Mahkemece davanın kabulüne ilişkin olarak verilen karar Dairece, '…Somut olaya gelince eldeki dava terekeye iade istekli açıldığına göre elbirliği ( iştirak) halinde mülkiyet söz konusu olup, dava dışı ortak bulunmaktadır. Hal böyle olunca, davaya katılmayan ortağın olurunun alınması yada miras şirketine M.K.nun 640. maddesi uyarınca atanacak temsilci aracılığı ile davanın sürdürülmesi gerekirken, davanın görülebilirlik koşulu gözardı edilerek yazılı olduğu üzere davanın esası hakkında hüküm kurulması doğru değildir...” gerekçesiyle bozulmuş, bozmaya uyularak yapılan yargılama sonucunda davanın kabulüne karar verilmiştir.

Dava, muris muvazaası hukuksal nedenine dayalı terekeye iade istemli açılmış, terekenin elbirliği mülkiyetine tabi olduğu, dava dışı başka mirasçının bulunduğu, davada yer almayan mirasçının olurunun alınması veya TMK’nın 640. maddesi uyarınca atanacak temsilci aracılığı ile yargılamanın sürdürülmesi gerektiği gerekçesiyle bozulmuş, bozmaya uyulduktan sonra davaya dahil edilen diğer mirasçı Abdullah davanın reddini savunup, davaya karşı koymuştur.
O halde davada terekenin temsil edildiği söylenemez. Başka bir söyleyişle davanın görülebilirlik koşulu gerçekleştirilmedikçe davanın yürütülmesine olanak bulunmayıp, tereke temsilcisi aracılığı ile davanın sürdürülmesi zorunludur.

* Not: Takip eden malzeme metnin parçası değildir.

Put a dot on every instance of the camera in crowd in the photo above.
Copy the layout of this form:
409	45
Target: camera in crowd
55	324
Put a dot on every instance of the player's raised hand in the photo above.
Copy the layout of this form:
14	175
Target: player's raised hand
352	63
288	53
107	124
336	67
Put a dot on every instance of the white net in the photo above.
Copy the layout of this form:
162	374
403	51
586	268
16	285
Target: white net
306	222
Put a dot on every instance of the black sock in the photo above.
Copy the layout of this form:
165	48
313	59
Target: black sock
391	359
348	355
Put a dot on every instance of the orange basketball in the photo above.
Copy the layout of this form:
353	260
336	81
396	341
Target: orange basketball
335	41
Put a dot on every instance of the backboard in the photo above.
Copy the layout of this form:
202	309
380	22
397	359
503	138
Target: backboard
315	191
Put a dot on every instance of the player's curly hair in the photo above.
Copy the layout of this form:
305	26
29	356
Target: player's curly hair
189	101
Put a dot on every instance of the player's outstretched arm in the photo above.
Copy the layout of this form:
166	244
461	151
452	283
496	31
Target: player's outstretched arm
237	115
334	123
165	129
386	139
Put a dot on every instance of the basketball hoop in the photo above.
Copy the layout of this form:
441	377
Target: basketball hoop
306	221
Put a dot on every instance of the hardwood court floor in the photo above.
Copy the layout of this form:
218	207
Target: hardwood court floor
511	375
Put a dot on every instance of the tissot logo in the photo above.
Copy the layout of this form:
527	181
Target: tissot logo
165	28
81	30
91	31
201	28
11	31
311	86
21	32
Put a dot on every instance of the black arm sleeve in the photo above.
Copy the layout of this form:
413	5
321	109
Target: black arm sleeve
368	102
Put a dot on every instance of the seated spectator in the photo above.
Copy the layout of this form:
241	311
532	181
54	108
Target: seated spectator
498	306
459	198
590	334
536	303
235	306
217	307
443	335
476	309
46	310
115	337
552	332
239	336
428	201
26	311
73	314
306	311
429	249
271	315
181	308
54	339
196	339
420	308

Hal böyle olunca, Türk Medeni Kanunu’nun 640.maddesi hükmü gereğince terekeye temsilci atanması için dava açması üzere davacıya süre verilmesi, dava açıldığı takdirde sonucu beklenerek, davaya tereke temsilcisi huzuruyla devam edilmesi gerekirken davanın görülebilirlik koşulu gözardı edilerek yazılı şekilde karar verilmiş olması doğru değildir.
Kabule göre de, TMK’nın 28. madde hükmü uyarınca ölümle şahsiyet son bulduğu halde, ölü kişi mirasbırakan Ayşe Kaya adına tescil kararı verilmesi de isabetsizdir.
Davalı ... ve dahili davalı ...’ıın yerinde bulunan temyiz itirazlarının kabulü ile, hükmün (6100 sayılı Yasanın geçici 3.maddesi yollaması ile) 1086 sayılı HUMK'un 428.maddesi gereğince BOZULMASINA, alınan peşin harcın temyiz edene geri verilmesine, 10/02/2020 tarihinde oybirliğiyle karar verildi.